7. Wyrok

Almachiusz odesłał ją przed sąd, ponieważ jako osobie pochodzącej z wysokiego rodu przysługiwał jej taki przywilej. Ludzi z niższych warstw od razu skazywano na śmierć.

Sędzia był zachwycony jej urodą i chciał, aby dobrowolnie wyrzekła się chrześcijaństwa, wówczas będzie wolna. Nic nie wskórał, bo dziewczyna była nieugięta, więc w złości nakazał poddać ją torturom.

Żołnierze, którzy mieli wykonać wyrok, też byli oczarowani jej pięknością. Błagali ją, by nie narażała swego młodego życia i wyrzekła się wiary. Ona odpowiedziała im: „Nie bójcie się spełnić nakazu. Wtedy moją młodość doczesną zamienicie na wieczną młodość u mego Oblubieńca Chrystusa”. Byli tak urzeczeni jej odpowiedzią, która szybko się rozniosła, że podobno 400 żołnierzy nawróciło się, a papież Urban udzielił im chrztu.

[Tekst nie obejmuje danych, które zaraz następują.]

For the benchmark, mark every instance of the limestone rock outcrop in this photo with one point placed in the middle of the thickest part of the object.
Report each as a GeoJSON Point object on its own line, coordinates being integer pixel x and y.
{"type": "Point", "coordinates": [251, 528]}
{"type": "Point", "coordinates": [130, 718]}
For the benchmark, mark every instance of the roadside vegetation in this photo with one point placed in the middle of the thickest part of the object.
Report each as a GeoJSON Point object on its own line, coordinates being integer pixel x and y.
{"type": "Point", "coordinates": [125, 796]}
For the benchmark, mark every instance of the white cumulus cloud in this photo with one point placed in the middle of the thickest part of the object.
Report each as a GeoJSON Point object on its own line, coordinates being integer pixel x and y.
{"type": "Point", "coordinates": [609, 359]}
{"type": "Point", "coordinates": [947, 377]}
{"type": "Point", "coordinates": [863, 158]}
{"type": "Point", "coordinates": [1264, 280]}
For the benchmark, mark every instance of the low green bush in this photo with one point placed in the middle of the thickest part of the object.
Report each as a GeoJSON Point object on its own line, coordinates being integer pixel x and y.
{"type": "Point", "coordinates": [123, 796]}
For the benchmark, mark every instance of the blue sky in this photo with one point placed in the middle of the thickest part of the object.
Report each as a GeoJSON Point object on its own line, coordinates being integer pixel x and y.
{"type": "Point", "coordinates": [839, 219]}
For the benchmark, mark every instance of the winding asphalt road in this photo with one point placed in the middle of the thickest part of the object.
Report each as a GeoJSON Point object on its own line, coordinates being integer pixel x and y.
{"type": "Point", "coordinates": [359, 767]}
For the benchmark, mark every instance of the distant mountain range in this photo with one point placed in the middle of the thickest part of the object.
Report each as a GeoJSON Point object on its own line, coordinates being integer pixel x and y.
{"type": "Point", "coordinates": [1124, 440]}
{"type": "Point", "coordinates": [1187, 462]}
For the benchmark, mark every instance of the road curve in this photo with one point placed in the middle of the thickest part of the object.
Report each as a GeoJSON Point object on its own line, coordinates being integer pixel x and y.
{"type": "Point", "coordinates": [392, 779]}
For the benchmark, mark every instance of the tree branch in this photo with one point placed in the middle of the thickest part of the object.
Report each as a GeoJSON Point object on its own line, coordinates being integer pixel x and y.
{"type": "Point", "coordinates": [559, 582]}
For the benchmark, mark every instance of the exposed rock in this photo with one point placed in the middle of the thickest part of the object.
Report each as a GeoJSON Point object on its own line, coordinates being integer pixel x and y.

Wyrok jednak dalej na niej ciążył. Żołnierze zamknęli dziewczynę w caldarium. W termach rzymskich było to najcieplejsze pomieszczenie, z basenem z gorącą wodą, ogrzewane systemem ogrzewania podłogowego zwanym hypocaustum. Rozpalili w piecach i czekali, aż się udusi. Piece rozgrzały się do czerwoności. Kiedy jednak żołnierze, pewni efektu swego czynu, otworzyli drzwi łaźni, buchnęły na nich gorące opary, ale okazało się, że Cecylia nadal żyje i nic jej się nie stało. Podobno nie odczuwała gorącego powietrza, tylko - dzięki Bożej pomocy - orzeźwiający wietrzyk.

Prefekt, gdy tylko dowiedział się o zdarzeniach, natychmiast wydał rozkaz pozbawienia Cecylii życia przez ścięcie. Kat próbował ściąć jej głowę, ale zadał trzy ciosy i żaden nie był śmiertelny. Pozostawiono ją więc samą z krwawiącą raną. Jej męka trwała jeszcze trzy dni.

za: Julia Palacz, Święta Cecylia, Edycja Świętego Pawła, Częstochowa 2017.